Sex, historically from church to marriage, was either for procreation or pleasure - certainly not for capitalism. But, undeniably, it has always been so - in times of richness and poverty, women have used their bodies for gainful means. Indeed, prostitution epitomizes the use of capitalist forces to trade a service within a high market demand. Dangers lie also in the way we speak of women, and of prostitutes: are they victims? Are they poor innocent girls, forced into a trade unbeknownst to them? And why is sex for money more importantly valued than other jobs? We all must make a living, and while some are CEOs, others collect trash, wash toilets, clean sewer tanks or work night shifts and day shifts and back to back shifts for less than the minimum wage. Yet the uproar against these jobs is minimal: we are not concerned with bettering our economy and providing better resources to these workers, we are not looking to save them, nor are we victimizing their condition, yet it could be argued that capitalism is structured in a way that forces underemployment and overworking, pushing down whole segments of the population into slave-like conditions, for the benefit of the very few. If women are choosing to work in the sex industry and make more than working at Starbucks, pay their taxes and are fine with it, what government could not admit that this is exactly how capitalism is supposed to work?
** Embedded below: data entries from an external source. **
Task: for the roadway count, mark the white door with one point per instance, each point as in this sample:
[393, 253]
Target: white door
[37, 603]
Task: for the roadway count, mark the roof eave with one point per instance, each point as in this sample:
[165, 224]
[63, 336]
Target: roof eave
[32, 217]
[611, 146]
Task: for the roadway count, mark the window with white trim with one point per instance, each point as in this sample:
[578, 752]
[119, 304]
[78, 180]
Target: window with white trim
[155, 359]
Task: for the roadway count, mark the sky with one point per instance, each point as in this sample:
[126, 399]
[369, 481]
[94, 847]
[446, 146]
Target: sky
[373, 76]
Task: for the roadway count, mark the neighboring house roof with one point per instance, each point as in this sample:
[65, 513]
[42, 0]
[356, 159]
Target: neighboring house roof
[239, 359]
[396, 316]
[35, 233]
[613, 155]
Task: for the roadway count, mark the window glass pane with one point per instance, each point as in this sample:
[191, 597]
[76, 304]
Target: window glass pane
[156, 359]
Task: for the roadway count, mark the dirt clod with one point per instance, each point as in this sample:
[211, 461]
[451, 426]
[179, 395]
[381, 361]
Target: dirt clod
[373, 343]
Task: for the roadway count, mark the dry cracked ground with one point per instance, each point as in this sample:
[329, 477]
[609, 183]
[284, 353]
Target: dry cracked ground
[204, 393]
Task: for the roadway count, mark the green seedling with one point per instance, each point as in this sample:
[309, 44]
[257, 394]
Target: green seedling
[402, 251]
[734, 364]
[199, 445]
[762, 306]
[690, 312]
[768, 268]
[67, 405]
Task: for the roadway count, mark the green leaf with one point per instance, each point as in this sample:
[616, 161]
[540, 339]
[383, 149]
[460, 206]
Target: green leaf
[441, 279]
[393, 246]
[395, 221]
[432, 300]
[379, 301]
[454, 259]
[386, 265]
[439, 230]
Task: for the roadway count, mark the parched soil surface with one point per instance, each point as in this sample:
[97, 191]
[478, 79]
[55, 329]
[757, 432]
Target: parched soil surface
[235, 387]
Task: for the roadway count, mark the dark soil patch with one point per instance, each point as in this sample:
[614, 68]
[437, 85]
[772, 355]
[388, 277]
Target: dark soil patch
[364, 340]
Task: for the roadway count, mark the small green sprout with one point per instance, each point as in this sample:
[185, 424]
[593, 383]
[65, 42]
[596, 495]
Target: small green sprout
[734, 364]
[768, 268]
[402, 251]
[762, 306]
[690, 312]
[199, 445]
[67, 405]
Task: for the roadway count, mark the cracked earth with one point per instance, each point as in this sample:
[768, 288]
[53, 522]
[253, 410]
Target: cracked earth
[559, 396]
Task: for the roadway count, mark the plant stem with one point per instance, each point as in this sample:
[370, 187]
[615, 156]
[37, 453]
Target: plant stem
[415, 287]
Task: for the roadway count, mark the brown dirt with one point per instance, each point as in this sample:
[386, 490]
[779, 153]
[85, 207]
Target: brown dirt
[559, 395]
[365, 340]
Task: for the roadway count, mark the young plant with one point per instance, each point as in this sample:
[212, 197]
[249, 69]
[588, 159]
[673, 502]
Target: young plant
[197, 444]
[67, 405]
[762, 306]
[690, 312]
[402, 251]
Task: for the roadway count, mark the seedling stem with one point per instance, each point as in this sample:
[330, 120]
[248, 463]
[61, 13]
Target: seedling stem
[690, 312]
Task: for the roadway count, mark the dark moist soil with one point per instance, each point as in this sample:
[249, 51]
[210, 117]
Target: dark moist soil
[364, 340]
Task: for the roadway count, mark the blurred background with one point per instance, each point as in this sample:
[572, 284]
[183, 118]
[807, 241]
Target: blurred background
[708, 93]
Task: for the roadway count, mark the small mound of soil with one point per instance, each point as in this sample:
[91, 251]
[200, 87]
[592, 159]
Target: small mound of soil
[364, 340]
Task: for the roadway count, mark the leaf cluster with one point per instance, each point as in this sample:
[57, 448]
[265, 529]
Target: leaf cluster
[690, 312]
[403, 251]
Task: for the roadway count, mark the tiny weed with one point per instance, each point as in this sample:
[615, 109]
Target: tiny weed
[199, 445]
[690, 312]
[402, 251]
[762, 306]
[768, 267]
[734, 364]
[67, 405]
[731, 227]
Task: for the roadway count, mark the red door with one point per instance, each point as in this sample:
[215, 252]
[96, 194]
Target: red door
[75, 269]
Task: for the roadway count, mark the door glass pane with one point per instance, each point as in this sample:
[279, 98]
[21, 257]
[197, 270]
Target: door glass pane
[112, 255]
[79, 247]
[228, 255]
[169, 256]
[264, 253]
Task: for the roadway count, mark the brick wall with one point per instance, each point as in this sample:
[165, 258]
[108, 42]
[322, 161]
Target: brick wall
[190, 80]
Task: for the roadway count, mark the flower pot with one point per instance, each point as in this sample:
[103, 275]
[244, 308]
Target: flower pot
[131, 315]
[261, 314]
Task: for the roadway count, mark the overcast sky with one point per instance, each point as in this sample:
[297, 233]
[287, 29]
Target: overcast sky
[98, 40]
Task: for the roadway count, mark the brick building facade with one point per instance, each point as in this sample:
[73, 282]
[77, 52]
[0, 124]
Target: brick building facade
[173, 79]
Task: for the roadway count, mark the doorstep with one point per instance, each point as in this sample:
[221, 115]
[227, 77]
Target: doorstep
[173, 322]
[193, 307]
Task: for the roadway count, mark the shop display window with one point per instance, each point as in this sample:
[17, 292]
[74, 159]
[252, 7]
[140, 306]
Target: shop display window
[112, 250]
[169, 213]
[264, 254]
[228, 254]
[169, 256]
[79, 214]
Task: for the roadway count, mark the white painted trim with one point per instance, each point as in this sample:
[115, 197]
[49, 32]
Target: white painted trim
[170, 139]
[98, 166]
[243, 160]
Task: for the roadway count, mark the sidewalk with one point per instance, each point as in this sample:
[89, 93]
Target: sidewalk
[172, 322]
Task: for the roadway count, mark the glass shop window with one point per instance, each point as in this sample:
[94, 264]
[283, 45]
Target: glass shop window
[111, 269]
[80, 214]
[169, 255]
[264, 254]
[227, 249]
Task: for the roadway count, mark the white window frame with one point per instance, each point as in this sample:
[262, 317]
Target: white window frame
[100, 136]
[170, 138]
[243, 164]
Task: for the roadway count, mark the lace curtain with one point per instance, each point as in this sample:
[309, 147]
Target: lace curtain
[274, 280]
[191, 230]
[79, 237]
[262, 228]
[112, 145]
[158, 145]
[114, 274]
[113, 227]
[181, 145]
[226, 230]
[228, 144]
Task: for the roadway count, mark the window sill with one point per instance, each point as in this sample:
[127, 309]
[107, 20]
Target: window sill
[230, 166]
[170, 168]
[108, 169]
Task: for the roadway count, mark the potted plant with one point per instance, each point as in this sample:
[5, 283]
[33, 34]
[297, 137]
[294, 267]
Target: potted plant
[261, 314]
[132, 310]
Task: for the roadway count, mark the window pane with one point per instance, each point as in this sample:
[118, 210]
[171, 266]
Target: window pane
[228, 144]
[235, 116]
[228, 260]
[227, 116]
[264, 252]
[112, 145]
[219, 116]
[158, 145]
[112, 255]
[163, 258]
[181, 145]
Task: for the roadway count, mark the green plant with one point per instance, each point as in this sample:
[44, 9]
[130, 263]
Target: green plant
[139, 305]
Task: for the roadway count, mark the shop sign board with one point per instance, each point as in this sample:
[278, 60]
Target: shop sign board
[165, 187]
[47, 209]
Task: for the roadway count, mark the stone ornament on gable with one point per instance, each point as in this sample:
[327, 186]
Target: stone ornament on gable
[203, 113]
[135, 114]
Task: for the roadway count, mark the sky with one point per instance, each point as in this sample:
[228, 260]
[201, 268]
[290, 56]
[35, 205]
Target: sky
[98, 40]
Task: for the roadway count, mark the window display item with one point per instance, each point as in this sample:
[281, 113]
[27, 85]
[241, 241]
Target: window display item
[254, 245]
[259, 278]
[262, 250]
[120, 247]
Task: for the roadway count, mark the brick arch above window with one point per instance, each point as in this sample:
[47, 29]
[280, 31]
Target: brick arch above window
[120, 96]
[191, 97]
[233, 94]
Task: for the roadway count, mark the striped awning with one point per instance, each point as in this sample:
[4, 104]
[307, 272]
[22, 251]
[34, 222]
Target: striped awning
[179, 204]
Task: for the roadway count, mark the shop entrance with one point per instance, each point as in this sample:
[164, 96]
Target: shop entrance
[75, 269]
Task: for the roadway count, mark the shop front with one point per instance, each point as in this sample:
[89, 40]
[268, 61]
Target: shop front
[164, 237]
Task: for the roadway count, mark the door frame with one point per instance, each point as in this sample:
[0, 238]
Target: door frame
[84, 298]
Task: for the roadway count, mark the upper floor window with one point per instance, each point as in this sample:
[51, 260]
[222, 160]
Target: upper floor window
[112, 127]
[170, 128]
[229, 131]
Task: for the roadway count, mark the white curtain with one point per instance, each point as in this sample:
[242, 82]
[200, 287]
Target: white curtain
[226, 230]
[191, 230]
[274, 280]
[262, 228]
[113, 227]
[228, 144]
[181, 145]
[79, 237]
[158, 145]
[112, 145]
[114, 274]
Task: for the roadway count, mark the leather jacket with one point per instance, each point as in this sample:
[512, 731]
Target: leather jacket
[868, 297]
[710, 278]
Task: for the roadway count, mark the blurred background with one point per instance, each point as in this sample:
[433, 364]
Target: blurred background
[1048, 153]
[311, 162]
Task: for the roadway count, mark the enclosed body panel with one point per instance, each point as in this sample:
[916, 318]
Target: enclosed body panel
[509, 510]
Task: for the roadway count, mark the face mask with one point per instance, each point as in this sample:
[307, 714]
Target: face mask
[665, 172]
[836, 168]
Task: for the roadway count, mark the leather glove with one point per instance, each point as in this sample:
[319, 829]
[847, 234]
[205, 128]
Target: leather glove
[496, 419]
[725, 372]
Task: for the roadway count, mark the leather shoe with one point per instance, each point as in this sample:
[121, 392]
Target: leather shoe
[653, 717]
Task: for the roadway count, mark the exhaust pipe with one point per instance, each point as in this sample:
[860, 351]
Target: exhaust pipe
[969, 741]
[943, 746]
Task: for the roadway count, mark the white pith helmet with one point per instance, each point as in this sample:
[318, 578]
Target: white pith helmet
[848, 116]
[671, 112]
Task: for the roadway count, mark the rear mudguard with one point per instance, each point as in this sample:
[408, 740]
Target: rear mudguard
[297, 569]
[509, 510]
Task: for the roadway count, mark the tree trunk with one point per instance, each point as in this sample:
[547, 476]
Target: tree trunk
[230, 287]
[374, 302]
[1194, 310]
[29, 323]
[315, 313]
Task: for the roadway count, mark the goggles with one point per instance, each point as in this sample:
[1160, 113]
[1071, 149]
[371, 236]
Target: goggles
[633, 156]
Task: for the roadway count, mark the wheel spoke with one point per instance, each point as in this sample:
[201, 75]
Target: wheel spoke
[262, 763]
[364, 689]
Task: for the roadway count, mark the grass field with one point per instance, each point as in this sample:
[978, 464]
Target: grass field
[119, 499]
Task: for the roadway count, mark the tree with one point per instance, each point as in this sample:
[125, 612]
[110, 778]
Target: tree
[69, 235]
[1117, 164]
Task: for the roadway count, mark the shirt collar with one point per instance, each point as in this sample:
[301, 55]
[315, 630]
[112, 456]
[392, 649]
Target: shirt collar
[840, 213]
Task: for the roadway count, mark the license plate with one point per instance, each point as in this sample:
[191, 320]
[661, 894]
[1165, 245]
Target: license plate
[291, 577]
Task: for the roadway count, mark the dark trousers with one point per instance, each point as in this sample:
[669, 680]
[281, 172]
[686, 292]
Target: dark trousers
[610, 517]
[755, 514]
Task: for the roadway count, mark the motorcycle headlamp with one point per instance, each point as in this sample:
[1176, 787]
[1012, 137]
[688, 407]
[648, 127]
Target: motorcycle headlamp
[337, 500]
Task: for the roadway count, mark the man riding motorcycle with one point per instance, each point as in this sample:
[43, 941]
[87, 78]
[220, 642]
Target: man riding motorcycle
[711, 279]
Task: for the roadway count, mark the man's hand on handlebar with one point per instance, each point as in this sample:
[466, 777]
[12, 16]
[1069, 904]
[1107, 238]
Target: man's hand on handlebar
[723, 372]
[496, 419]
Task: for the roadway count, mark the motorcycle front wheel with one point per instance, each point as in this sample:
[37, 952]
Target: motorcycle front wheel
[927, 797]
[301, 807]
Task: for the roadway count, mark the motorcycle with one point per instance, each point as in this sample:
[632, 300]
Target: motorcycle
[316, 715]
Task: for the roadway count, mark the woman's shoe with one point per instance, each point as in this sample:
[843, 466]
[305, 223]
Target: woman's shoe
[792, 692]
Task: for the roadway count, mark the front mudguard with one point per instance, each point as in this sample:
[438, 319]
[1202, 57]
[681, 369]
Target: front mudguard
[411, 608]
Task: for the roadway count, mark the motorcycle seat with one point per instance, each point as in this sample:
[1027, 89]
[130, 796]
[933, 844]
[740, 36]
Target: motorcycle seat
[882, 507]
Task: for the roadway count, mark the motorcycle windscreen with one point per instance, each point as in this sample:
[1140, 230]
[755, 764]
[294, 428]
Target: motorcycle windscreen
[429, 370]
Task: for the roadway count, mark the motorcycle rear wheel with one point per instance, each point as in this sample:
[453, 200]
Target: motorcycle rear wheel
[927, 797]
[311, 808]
Peter MacKay has called prostitutes 'degrading' and their clients 'perverts' - stating that "no one chooses this, it is inherently degrading and inherently violent." For one man and one party's moral agenda to so taint such a wide-reaching law is unconscionable, and may even turn the law into a form of gender-based violence, as it imposes conditions harmful to a large group based primarily on gender.* Luckily the Supreme Court will send it back for revision, and hopefully with a slap on the proverbial wrist.

Canadian women, and all sex workers, deserve better.

*Trans and male sex workers are also heavily stigmatized, and while statistics on sex workers in Canada vary greatly and are generally influenced by their source, it is generally thought that most sex workers are women.